During the meeting she said she wasn’t sure she was supposed to speak on the issue, but nobody said anything and she did speak of her concerns about the process. She said she was more concerned about the precedent of not listening to the Advisory Design Committee’s recommendations than about the specifics of the variance.
Sailland said he didn’t know Skipsey owned the property. Generally in those situations, he said, the councillor would approach him with questions; it wouldn’t be on his initiative.
“I don’t want to come across in the media saying anything’s been done wrong,” he said.
Mayor Teunis Westbroek said that he visited the property after the vote and realized that if she’d voted for the variance, the house would have moved away from her property, giving her property more privacy, suggesting she could have benefited from voting for it.
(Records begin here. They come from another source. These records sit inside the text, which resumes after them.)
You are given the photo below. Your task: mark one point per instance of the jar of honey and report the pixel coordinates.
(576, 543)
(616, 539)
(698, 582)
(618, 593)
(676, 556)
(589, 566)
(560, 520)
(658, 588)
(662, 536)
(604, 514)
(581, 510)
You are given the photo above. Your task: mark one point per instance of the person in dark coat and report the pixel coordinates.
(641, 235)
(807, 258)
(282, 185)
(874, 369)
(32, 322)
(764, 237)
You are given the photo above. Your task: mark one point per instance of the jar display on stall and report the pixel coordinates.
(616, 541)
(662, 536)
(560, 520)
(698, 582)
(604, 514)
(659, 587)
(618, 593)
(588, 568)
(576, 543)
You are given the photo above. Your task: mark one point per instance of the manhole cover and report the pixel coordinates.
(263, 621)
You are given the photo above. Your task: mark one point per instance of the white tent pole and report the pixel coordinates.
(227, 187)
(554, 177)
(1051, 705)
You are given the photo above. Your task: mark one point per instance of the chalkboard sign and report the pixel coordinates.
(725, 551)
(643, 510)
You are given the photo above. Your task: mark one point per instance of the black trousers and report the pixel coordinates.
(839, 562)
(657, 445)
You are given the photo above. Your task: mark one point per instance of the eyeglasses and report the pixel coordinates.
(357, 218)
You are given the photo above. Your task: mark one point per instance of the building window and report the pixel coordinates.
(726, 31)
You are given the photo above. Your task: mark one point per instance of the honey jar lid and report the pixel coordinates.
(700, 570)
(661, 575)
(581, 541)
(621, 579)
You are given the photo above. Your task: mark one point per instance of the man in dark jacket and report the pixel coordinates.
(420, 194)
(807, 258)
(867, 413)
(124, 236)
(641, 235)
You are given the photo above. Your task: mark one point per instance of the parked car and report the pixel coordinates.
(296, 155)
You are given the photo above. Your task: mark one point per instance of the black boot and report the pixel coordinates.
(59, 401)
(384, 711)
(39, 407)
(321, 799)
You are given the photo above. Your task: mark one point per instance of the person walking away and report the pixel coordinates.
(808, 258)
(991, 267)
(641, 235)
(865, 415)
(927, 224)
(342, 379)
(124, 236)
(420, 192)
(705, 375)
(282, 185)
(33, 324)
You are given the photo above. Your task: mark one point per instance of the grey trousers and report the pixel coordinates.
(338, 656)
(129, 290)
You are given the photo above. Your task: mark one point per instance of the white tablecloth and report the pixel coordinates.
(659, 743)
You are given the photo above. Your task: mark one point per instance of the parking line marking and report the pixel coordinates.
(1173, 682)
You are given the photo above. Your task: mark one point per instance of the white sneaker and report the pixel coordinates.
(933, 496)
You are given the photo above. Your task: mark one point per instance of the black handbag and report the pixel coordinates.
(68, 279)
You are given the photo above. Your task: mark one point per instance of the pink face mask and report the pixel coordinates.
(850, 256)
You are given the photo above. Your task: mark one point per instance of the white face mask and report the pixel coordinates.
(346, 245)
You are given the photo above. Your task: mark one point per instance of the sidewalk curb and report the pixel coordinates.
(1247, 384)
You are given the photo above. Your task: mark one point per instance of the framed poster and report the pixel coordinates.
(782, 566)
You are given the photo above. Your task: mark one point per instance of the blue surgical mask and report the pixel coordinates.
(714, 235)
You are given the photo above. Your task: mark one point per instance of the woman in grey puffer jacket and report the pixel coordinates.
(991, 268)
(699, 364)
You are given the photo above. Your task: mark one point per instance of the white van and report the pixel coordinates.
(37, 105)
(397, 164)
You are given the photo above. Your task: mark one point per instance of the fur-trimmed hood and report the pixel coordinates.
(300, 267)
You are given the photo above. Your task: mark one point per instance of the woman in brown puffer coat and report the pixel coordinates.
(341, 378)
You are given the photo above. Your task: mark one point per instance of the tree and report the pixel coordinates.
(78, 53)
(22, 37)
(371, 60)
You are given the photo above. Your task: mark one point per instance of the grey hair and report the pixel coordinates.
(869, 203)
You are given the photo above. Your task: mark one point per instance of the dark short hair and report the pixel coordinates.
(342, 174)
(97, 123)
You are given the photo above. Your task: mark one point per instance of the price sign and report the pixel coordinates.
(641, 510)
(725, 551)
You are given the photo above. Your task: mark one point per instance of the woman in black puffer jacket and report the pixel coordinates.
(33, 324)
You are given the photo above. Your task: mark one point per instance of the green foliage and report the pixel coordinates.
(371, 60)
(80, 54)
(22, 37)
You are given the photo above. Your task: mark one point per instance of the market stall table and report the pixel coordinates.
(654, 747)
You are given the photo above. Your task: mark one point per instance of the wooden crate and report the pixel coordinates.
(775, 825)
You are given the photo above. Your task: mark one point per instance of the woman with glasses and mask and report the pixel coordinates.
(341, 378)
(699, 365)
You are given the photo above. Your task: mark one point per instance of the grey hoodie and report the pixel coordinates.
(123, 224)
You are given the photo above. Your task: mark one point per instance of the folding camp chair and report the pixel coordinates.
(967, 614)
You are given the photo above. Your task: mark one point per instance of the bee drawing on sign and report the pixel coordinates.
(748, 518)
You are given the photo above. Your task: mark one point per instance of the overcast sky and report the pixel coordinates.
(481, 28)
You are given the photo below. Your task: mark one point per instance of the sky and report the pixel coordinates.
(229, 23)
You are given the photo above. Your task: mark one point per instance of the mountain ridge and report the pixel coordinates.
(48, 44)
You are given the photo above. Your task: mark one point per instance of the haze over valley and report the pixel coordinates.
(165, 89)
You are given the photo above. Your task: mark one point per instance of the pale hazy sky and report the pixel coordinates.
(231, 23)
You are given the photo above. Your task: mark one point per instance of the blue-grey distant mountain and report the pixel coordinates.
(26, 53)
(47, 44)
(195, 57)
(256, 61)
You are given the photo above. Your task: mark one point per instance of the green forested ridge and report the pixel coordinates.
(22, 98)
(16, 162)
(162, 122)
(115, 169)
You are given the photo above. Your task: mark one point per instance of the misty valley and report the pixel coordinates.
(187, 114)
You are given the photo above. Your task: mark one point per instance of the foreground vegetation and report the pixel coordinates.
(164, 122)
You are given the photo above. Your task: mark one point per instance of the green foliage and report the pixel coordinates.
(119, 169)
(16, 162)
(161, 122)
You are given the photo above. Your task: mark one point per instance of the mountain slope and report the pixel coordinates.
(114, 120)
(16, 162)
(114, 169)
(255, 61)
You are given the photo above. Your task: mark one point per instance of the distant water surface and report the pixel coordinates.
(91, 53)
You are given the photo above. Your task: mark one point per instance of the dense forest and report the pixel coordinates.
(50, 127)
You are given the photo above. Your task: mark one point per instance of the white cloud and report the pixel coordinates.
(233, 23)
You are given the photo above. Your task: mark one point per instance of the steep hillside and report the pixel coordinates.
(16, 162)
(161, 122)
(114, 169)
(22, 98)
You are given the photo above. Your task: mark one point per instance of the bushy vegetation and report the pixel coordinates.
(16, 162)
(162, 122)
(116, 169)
“I think this is quite different than some of the other cases I’ve seen come to council where councillors felt they had to step away because of a conflict or a perceived conflict. In Anne’s case it’s quite the opposite.”
“She voted the way she did on principle. Council voted to maintain and uphold our height restrictions and setbacks as prescribed in our local policies and bylaws. She could have perhaps been seen in her interest if she’d voted in favour of it,” Westbroek said, adding he felt she handled it admirably.
Conflict of interest rules are tricky.
About an unrelated previous situation, Parksville CAO Fred Manson said at the time that while there is the cut and dry issue of financial conflict — councillors should not vote on issues they have a financial stake in — there is also perceived conflict.
“There may be no conflict at all, but in that they’re neighbours, can a reasonably educated person think that a decision that (a councillor) makes… may be tainted.”
“One of the things that was drilled into me 30 years ago when I first got into this profession… you not only have to be squeaky clean, you have to appear to be squeaky clean,” Manson said.
In other words, he said, “can (s)he make a rational decision, or would a normal third party think that (s)he is not making a decision in the best interest of the city.”
The B.C. Community Charter, which lays out the municipal rules, is clear that it is a councillor’s responsibility to declare a conflict of interest, leave the room and never have any input into it. It says they are considered to be in conflict if they have a monetary interest, but says very little about perceived conflict.
“It’s drilled into our heads from the very first day at council,” said former Parksville mayor Ed Mayne, “there’s actual conflict and perceived conflict and at the end of the day they’re exactly the same thing.”